New floats: Four new floats, which each take up to six months to complete, will appear in Thursday’s parade: “The Aloha Spirit” by King’s Hawaiian features a functioning waterfall, while the “Deck the Halls” float by Balsam Hill has a fully operating merry-go-round, which 10 lucky children will get to ride. The Girl Scouts of the USA’s “Building a Better World” float, as well as the “Fun House” by Krazy Glue, will also make their way down the 2.5-mile parade route for the first time.

Charlie Brown will make his debut at the parade this year. (Photo: Dave Kotinsky, Getty Images)

Snoopy: Those expecting a Snoopy balloon will instead find Snoopy and the rest of the Peanuts characters on a “Snoopy’s Doghouse” float, while Charlie Brown will represent the Peanuts gang from up above as a balloon. Snoopy was one of the longest-running balloons in the parade.
Performers: The customary marching bands will set the tune of the parade; this year there are a dozen groups from around the country. Dancers and cheerleaders will also keep the party going; look out for Bergenfield’s Nunbetter Dance Theatre dancers, who will appear in a new parade float called “Mother Ginger,” representing “The Nutcracker.” Today’s Matt Lauer, Savannah Guthrie and Al Roker will host, and viewers can expect performances from Broadway shows, the Radio City Rockettes, and even a sneak peek of NBC’s Hairspray Live!, which premieres Dec. 7.

Spectator tips
For those viewing the parade up close and personal from the Manhattan streets, here are some viewing tips:
“The best thing anybody could do is be a part of it,” said parade executive producer Kule, whether that’s volunteering or experiencing the tons of interactive material Macy’s has prepared.

Learn more about the history of the spectacle with a 360-degree decade-by-decade rundown, complete with old photos and a studio tour at social.macys.com/parade.

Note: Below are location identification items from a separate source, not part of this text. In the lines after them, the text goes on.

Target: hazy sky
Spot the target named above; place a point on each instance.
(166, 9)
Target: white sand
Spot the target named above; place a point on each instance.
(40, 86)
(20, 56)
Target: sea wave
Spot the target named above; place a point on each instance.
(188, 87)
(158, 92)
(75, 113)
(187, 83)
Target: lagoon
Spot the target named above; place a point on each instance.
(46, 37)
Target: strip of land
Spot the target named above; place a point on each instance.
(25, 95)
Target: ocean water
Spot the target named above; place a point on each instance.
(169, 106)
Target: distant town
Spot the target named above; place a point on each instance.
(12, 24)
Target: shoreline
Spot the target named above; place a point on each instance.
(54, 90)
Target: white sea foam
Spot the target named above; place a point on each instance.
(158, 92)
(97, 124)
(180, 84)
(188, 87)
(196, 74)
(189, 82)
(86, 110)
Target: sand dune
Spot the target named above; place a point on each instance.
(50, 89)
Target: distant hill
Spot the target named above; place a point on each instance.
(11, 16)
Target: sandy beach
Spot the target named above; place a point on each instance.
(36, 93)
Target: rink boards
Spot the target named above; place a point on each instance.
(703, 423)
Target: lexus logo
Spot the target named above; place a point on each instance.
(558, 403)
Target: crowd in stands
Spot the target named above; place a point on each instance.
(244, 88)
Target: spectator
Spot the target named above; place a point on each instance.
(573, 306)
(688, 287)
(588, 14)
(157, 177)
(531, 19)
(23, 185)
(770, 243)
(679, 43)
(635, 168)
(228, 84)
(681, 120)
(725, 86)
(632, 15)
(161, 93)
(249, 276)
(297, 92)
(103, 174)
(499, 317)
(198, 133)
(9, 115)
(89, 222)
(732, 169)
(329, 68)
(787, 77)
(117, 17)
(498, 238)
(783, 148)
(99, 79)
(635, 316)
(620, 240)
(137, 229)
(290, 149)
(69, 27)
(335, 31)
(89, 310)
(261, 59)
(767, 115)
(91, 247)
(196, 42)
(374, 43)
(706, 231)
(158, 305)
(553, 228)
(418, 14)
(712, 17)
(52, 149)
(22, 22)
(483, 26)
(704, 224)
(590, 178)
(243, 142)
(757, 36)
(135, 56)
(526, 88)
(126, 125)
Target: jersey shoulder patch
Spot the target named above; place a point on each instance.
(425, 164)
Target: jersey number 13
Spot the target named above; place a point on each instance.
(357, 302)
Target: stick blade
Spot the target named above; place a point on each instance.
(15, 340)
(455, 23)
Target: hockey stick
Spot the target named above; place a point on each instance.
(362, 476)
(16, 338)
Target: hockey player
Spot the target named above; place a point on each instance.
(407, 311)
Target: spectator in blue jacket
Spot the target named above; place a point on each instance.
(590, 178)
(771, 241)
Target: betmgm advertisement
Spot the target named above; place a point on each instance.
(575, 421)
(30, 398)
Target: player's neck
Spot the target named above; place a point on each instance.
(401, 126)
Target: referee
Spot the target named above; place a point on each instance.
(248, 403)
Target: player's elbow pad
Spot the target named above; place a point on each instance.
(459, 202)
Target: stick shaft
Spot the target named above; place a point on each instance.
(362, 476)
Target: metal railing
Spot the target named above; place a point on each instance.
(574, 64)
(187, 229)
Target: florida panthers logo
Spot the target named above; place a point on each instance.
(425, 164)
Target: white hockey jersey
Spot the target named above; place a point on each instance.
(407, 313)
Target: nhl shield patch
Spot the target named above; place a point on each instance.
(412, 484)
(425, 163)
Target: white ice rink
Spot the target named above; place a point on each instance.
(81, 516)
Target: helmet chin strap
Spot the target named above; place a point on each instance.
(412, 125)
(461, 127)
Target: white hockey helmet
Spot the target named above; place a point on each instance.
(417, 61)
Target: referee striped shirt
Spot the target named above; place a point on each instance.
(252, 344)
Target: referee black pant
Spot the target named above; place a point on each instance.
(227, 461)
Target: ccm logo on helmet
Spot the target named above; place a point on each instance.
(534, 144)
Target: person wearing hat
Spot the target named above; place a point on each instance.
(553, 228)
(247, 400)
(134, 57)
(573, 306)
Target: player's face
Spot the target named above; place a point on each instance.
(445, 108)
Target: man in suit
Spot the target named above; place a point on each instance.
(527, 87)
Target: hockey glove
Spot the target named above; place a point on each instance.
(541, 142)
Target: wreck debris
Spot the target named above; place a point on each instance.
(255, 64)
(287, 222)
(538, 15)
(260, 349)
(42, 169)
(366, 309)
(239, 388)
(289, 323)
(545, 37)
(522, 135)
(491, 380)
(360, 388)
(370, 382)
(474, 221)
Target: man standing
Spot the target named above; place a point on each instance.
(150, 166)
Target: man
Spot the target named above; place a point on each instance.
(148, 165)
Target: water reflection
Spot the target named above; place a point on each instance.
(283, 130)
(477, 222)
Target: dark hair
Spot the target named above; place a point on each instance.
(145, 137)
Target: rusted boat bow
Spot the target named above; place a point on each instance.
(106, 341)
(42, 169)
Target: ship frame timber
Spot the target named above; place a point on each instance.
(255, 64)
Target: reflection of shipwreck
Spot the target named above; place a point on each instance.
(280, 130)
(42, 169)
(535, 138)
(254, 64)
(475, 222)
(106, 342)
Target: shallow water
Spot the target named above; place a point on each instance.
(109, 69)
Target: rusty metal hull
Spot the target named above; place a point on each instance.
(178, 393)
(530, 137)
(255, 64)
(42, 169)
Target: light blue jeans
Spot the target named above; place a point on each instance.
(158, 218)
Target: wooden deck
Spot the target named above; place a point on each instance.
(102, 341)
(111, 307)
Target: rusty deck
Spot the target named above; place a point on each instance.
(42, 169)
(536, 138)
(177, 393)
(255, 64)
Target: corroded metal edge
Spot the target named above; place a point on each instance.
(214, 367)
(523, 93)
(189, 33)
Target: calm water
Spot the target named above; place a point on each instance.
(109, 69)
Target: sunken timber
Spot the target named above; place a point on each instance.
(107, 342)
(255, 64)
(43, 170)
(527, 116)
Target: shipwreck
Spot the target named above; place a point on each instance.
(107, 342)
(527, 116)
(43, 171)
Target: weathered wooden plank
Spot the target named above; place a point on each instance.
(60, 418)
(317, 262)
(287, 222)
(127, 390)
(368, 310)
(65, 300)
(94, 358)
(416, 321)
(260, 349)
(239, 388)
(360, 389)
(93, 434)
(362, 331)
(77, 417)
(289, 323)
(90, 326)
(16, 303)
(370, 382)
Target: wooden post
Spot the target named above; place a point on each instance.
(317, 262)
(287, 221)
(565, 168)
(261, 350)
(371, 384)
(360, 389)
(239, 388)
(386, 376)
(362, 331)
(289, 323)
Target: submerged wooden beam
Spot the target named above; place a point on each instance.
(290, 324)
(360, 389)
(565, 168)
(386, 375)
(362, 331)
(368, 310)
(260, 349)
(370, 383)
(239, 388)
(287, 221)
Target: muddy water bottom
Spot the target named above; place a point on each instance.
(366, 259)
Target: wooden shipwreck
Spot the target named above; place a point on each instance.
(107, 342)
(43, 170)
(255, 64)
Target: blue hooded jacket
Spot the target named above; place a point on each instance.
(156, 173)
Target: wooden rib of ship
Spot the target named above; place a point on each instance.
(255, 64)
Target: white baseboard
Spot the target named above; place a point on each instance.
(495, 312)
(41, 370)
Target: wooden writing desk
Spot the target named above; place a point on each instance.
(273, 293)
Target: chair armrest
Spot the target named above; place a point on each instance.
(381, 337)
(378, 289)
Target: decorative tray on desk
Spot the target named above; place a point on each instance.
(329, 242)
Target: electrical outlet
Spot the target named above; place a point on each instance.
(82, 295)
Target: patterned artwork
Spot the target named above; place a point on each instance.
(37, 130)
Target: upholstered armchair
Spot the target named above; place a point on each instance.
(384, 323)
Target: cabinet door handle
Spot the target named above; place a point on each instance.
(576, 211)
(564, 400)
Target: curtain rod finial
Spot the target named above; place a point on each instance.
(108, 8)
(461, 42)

There is also the Macy’s Parade Time Traveler app, downloadable for free on the iTunes Store or from Google Play, where fans can experience the parade’s past with virtual reality assets, like taking a selfie in a past parade. Another app, the Macy’s Thanksgiving Day Parade stickers app, lets people text parade-themed images. And, of course, follow along on social media @Macys and use the official hashtag #MacysParade.
Parade executive producer Amy Kule.

Parade executive producer Amy Kule. (Photo: Carol Seitz)

While the parade route is 2.5 miles long, with great views from Central Park West and Columbus Circle, Kule’s favorite spot to watch is along Sixth Avenue, as it’s a “wide street with lots of energy.”
Get to your spot early! The parade starts at 9 a.m. ET, but people line up quite early to get the best views.
Though we’ve been having a warm fall, Kule said that dressing warmly is a good bet, as those who stick out the whole event will be there for more than three hours.
Another tip to keep things running smoothly: “Be kind to the people next to you,” Kule said. Spread that holiday cheer around to the people you’ll be standing shoulder-to-shoulder with for hours.
And of course, Kule said, make sure to keep cheering on the performers, volunteers and balloon handlers.